Stop Measuring Latency with Wall-Clock Time

A small misunderstanding about system time leads to broken dashboards and false alerts.

Vimukthi Mayadunne

Coffee☕ And Code💚

· ~4 min read · February 1, 2026 (Updated: February 1, 2026) · Free: Yes

Technology

As engineers, we like to believe abstractions protect us from low-level details. Time APIs, metrics libraries, monitoring stacks — they all look simple. You call a function, emit a value, and trust Grafana or Prometheus to do the rest. But production has a way of reminding us that abstractions leak, especially when it comes to time.

"It's Just Time in Milliseconds — What Could Go Wrong?"

Most developers default to System.currentTimeMillis() when measuring how long something takes.

It feels reasonable:

It returns time
It's easy to understand
It's available everywhere
It doesn't look dangerous

So code like this sneaks into services, interceptors, and middleware:

long start = System.currentTimeMillis();
// do some work
long duration = System.currentTimeMillis() - start;

This code compiles. It runs. It even works most of the time. Which is exactly why it's dangerous.

When Dashboards Start Showing the Impossible

At some point — usually not right after a deploy — dashboards start acting strange.

Latency graphs show negative values
Rates dip below zero
Histograms look distorted for a few minutes
Alerts fire or fail without an obvious reason

Grafana is blamed. Prometheus queries are rewritten. Scrape intervals are questioned. Very rarely does anyone look at the time source used to produce the metric.

The Hidden Assumption in currentTimeMillis()

The code above assumes one thing: That wall-clock time always moves forward. That assumption is false. currentTimeMillis() represents system clock time, not elapsed time. The system clock can change while your code is running.

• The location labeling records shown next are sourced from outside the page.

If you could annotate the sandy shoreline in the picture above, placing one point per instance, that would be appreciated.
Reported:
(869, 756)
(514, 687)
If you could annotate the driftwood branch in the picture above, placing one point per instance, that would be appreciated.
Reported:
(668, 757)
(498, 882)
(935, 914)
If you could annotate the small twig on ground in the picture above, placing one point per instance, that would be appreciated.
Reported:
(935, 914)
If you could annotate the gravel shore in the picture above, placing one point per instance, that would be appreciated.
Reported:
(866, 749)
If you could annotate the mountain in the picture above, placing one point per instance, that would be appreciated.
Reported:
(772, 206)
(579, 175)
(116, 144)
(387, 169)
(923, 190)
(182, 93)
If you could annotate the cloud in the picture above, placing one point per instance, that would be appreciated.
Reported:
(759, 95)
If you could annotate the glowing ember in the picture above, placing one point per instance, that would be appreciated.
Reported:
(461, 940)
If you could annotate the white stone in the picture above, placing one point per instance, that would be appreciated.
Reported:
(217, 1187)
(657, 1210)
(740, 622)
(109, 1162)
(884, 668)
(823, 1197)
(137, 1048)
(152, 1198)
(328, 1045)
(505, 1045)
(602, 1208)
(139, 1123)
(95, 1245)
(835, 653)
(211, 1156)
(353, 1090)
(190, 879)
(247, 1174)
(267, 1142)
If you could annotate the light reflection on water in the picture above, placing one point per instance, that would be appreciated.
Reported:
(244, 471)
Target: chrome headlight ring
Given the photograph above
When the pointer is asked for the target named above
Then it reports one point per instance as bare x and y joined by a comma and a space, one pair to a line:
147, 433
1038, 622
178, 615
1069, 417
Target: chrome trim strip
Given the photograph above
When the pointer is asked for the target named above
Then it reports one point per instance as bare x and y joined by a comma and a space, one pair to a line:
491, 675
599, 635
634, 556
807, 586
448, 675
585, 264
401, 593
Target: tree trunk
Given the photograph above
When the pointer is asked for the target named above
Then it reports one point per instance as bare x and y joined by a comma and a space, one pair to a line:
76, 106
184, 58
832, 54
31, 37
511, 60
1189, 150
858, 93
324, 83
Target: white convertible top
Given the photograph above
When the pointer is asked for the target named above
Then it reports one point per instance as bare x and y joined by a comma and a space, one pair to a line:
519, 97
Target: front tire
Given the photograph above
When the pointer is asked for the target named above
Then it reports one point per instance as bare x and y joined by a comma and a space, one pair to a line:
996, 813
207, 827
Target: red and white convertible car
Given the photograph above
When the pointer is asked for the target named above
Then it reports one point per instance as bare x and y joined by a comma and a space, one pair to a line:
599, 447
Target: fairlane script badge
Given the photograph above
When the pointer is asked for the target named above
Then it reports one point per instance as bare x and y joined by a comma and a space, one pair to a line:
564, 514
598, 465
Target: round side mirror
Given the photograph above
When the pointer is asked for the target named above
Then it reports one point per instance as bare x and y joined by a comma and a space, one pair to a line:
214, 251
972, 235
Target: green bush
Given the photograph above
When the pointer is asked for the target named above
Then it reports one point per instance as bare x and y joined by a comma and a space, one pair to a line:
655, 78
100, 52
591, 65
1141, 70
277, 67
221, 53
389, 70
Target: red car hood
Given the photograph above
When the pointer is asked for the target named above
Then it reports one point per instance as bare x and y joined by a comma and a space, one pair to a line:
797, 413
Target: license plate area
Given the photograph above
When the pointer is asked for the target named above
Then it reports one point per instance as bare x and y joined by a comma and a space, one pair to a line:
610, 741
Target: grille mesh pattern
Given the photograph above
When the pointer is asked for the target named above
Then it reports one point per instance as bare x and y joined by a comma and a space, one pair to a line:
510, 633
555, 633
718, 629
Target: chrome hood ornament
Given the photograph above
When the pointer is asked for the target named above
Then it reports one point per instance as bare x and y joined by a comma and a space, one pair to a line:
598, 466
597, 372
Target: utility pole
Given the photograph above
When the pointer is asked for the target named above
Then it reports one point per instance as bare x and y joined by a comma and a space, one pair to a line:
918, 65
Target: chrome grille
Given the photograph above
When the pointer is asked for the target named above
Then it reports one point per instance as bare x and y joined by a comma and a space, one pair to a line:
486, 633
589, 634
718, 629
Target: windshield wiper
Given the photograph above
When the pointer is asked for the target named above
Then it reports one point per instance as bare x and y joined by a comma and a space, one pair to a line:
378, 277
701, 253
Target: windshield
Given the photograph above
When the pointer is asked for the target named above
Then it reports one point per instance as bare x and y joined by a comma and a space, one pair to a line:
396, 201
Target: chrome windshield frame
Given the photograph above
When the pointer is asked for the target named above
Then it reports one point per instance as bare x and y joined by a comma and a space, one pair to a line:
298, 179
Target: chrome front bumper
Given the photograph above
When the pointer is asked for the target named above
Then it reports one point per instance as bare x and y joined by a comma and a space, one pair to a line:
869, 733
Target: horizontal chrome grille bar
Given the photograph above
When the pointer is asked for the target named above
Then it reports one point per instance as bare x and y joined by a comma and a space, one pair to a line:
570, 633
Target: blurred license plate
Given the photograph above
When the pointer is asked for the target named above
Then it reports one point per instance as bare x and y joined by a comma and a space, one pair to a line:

So this perfectly valid-looking code:

long start = System.currentTimeMillis();
doWork();
long duration = System.currentTimeMillis() - start;

Can produce:

A very large spike
Or a negative value

Not because your logic is wrong — but because time moved underneath you.

Why the Clock Moves (Briefly)

This happens more often than people think:

NTP corrections adjust the clock forward or backward to fix drift.
Manual clock changes happen during maintenance, snapshot restores, or configuration fixes.
VM and container time adjustments occur during pauses, resumes, or host migrations.

None of these events notifies your application. They just change what "now" means.

`nanoTime()` Is Not a Better Clock — It's Not a Clock at All

This is where most explanations go wrong and, frankly, where a lot of engineers pick up the wrong mental model.

System.nanoTime() is often described as a more precise version of currentTimeMillis(). Same thing, just finer resolution. That framing is convenient — and completely incorrect. nanoTime() does not represent time in the way humans, logs, or monitoring systems understand it. It doesn't tell you when something happened, and it was never meant to.

What nanoTime() actually gives you is a monotonic counter maintained by the operating system. It only moves forward. It is not affected by NTP corrections, manual clock changes, VM pauses, or hypervisor time adjustments. It has no epoch, no time zone, and no relationship to wall-clock time. The starting point is intentionally undefined, which is why a single nanoTime() value is meaningless on its own.

This design is not a limitation — it is the feature. Completely disconnecting elapsed time from the system clock, nanoTime() gives you something that wall-clock time never promised: stability. When you subtract two nanoTime() values, the result represents how much time actually passed, regardless of what the system clock did in between. No backward jumps, no negative durations, no surprises showing up in your metrics.

What `nanoTime()` Is Designed For

nanoTime() exists for one reason: measuring elapsed time safely.

This is the correct usage:

long start = System.nanoTime();
doWork();
long durationNs = System.nanoTime() - start;

Here's what you get:

No negative values
No clock jumps
No surprises during VM pauses
No broken histograms

This is what monitoring systems expect.

How This Impacts Metrics and Monitoring

Monitoring systems like Prometheus assume that:

Durations are non-negative
Time flows forward
Samples belong to consistent windows

When wall-clock time breaks these assumptions:

Histograms get corrupted
Rate calculations briefly explode or collapse
Dashboards show values that should be physically impossible

The monitoring stack isn't broken. It's faithfully reporting bad math.

This Bug Is Dangerous Because It's Silent

There is no stack trace for this. No warning. No test failure.No obvious reproduction.

It often appears:

After long uptimes
In virtualized environments
Under load
Only in production

And it usually affects observability code — the worst place for bugs to hide.

The Only Rule That Actually Matters

Forget precision. Forget units. Remember this instead:

Wall-clock time is for timestamps.
Monotonic time is for durations.

Never mix them. Never assume the system clock is stable. If your metric answers "how long did this take?", wall-clock time has no business being involved.

Final Thought

Most monitoring failures aren't caused by complex distributed systems issues. They're caused by small misunderstandings that survive code review because "it looks fine". Time is one of those misunderstandings. If you want reliable dashboards, reliable alerts, and reliable incident response, you need to be intentional about where your time comes from. Because the system clock does not care about your assumptions — and your dashboards will happily reflect that.

#java #programming #grafana #prometheus #bugs